John called Dr. Schwartz to learn more, and, after careful consideration, Helium Highs stopped supplying balloons for such events. Despite a significant and immediate hit to sales, local media praised the decision. The coverage was so positive that a well-established event promoter reached out and ultimately awarded Helium Highs its largest contract ever.
John learned that “doing the right thing” and “building a profitable brand” are not mutually exclusive. Over the following years, he gained exposure to a wide range of industries, wrote several business plans, consulted for small businesses, and earned an MBA. He sold his promotions business, used the proceeds to help fund school expenses, and headed to Park Avenue in New York City.
John spent the next 13 years with Unilever and Mott’s (Cadbury Schweppes) in various brand management and regional sales roles. He applied portfolio management principles to cut costs and harvest less-advantaged brands while leveraging inherent strengths to grow high-potential brands. He drove growth by identifying trends and launching line extensions (e.g., Snuggle Fresh Rain, Mott’s Healthy Harvest).
With deep consumer immersion and insight, he repositioned brands such as Clamato, stemming multi-year declines and returning the brand to double-digit growth. John also experienced one of his greatest professional failures during this period. Consumer testing showed strong interest in a new product concept, but the product ultimately did not deliver on the promise. The team proceeded with launch, distribution and trial were strong, but repeat rates were poor. John learned a lasting lesson about the importance of relying on both data and instinct.
During his tenure at large, respected companies, he received formal training across a range of disciplines. He applied skills in equity development, advertising, consumer insight, stage-gate innovation management, and leadership. He learned valuable resource allocation and strategic planning skills from experienced teachers, mentors, and managers. As his teams grew, he applied goal-based performance management techniques. In 2000, John was named VP of Marketing at Mott’s and eventually led a six-brand portfolio with over $1B in sales.

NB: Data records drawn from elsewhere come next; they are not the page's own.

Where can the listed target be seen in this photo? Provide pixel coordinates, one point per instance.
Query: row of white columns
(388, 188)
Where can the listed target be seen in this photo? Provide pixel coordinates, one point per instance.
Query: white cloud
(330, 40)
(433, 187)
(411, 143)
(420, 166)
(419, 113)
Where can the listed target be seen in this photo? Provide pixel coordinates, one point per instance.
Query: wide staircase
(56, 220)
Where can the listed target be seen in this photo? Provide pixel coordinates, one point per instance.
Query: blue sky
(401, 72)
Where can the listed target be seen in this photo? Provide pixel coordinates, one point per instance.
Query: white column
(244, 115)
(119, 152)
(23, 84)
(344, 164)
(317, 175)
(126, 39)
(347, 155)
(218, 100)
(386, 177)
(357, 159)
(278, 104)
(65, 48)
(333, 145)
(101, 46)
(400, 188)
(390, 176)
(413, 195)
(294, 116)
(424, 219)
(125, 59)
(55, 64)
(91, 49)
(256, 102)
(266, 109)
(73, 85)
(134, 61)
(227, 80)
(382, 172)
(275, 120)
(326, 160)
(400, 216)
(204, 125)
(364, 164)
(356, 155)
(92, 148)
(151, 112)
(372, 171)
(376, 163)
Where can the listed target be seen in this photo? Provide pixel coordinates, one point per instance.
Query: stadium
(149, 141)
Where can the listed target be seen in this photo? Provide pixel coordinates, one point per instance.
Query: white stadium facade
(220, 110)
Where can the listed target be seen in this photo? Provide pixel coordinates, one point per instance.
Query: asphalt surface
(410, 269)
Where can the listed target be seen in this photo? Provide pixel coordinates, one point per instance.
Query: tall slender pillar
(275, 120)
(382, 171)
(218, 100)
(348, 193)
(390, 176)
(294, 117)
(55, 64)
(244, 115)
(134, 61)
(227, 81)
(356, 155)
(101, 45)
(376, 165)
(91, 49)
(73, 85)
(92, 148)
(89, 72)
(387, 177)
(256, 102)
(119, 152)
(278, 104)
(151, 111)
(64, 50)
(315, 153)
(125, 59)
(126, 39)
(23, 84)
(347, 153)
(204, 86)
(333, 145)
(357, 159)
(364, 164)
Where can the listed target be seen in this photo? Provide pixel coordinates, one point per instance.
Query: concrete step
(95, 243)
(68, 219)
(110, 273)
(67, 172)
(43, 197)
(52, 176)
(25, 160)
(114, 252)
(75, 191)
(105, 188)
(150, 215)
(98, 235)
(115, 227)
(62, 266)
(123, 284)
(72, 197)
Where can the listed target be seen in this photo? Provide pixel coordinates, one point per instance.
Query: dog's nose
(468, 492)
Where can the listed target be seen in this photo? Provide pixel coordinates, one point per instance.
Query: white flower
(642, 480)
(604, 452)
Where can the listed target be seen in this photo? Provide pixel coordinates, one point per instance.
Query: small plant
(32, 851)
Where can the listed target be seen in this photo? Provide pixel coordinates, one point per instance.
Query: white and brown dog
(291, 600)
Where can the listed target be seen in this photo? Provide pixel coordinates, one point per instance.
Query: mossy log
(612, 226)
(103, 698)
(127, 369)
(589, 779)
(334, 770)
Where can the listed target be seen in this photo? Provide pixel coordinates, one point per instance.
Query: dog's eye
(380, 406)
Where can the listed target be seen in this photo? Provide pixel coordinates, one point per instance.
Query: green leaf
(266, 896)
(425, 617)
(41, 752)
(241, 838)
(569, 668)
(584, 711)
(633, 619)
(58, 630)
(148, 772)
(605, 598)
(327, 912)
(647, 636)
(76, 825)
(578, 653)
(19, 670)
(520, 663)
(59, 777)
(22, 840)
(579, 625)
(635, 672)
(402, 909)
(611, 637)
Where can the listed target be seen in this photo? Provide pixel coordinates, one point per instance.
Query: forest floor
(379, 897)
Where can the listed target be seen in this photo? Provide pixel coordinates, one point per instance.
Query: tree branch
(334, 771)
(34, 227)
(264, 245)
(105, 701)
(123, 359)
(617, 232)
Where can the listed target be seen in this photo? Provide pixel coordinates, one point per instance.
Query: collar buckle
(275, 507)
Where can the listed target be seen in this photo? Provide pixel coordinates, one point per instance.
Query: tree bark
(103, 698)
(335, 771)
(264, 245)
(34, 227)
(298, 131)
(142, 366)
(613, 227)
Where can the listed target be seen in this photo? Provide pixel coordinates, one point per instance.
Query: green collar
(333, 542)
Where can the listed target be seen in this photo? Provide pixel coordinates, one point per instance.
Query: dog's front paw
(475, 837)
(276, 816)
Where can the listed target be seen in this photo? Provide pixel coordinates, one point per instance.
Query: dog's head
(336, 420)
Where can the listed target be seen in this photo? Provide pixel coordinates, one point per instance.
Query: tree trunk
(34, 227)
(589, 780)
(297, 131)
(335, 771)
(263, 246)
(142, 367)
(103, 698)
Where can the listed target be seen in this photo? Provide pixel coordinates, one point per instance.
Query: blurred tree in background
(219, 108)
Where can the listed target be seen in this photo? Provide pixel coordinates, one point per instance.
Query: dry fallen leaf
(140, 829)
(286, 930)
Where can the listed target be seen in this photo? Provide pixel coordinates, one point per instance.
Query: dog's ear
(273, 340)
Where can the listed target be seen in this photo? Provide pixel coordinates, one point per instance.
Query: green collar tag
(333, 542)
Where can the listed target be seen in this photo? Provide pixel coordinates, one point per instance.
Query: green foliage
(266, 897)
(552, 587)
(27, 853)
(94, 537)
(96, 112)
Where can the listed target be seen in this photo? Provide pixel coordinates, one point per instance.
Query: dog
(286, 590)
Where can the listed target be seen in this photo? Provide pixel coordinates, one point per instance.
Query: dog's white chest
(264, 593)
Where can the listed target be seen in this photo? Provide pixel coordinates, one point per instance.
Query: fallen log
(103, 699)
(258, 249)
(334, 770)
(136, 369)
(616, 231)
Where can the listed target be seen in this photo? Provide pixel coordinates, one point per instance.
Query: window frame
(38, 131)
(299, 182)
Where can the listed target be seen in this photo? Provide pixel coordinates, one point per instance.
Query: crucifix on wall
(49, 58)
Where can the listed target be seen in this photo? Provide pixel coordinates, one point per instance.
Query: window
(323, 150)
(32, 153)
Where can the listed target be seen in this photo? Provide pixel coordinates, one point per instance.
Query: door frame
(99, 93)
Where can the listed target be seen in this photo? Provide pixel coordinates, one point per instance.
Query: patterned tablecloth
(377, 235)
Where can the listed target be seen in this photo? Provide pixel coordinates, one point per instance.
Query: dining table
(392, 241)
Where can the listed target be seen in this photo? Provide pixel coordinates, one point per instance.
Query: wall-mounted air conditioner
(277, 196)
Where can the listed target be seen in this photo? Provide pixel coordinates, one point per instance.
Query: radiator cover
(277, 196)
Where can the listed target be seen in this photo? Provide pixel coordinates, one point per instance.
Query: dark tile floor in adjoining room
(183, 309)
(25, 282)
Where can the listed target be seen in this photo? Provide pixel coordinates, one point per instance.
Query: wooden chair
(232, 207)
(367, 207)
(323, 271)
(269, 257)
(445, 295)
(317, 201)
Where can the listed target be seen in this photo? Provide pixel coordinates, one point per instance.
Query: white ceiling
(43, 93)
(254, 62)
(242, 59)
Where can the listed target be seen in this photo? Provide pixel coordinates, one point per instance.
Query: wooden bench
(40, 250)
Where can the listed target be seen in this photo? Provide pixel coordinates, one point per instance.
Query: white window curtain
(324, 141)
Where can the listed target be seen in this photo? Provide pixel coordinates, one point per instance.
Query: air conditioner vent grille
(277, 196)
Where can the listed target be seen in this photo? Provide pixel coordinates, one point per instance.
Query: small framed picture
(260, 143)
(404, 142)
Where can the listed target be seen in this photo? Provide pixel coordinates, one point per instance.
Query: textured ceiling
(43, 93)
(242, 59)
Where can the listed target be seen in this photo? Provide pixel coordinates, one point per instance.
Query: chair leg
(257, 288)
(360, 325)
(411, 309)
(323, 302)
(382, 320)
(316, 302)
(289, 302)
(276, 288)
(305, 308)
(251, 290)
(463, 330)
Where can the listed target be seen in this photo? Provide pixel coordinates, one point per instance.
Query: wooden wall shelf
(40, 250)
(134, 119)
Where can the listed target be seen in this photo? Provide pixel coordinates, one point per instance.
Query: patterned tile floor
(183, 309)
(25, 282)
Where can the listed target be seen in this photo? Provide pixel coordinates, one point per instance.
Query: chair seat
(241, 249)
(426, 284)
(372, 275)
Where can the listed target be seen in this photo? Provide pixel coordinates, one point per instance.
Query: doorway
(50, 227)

In 2005, John joined specialty retailer Crutchfield Electronics as VP of Marketing & Creative, where he gained exposure to ecommerce and direct marketing while refining brand messaging and celebrating a customer-focused culture. In 2007, Crutchfield won the MCM Merchant of the Year Award.
In 2009, John joined Burt’s Bees, widely considered one of the “greenest” brands in the country. Facing aggressive sales targets while maintaining an environmentally responsible culture, the Burt’s team leveraged a mission-based culture and grassroots marketing to celebrate the natural products consumers loved. They built a marketing strategy focused on new product innovation, international expansion, authentic content, and social media. The brand was soon recognized on Facebook as one of the top 10 branded pages (with over 1 million fans). His team also won Ad Age “Campaign of the Year” with agency partner Baldwin&.
In 2011, John joined Plow & Hearth as President. The portfolio consisted of six national brands, including HearthSong, Magic Cabin, Plow & Hearth, and Wind & Weather. John established a values-based culture focused on consumer insight, leadership, exceeding expectations, assuming positive intent, and responsibility. Under his leadership, the team clarified brand essence, lowered marketing spend as a percentage of sales while driving growth, expanded distribution, built new partnerships, acquired brands, and increased proprietary product offerings.
Since 2016, John has been consulting and serving in fractional executive roles with consumer service brands and retailers such as Varnish Lane, Poppy Flowers, Culinary Concepts AB, and other respected brands throughout Virginia and the Mid-Atlantic.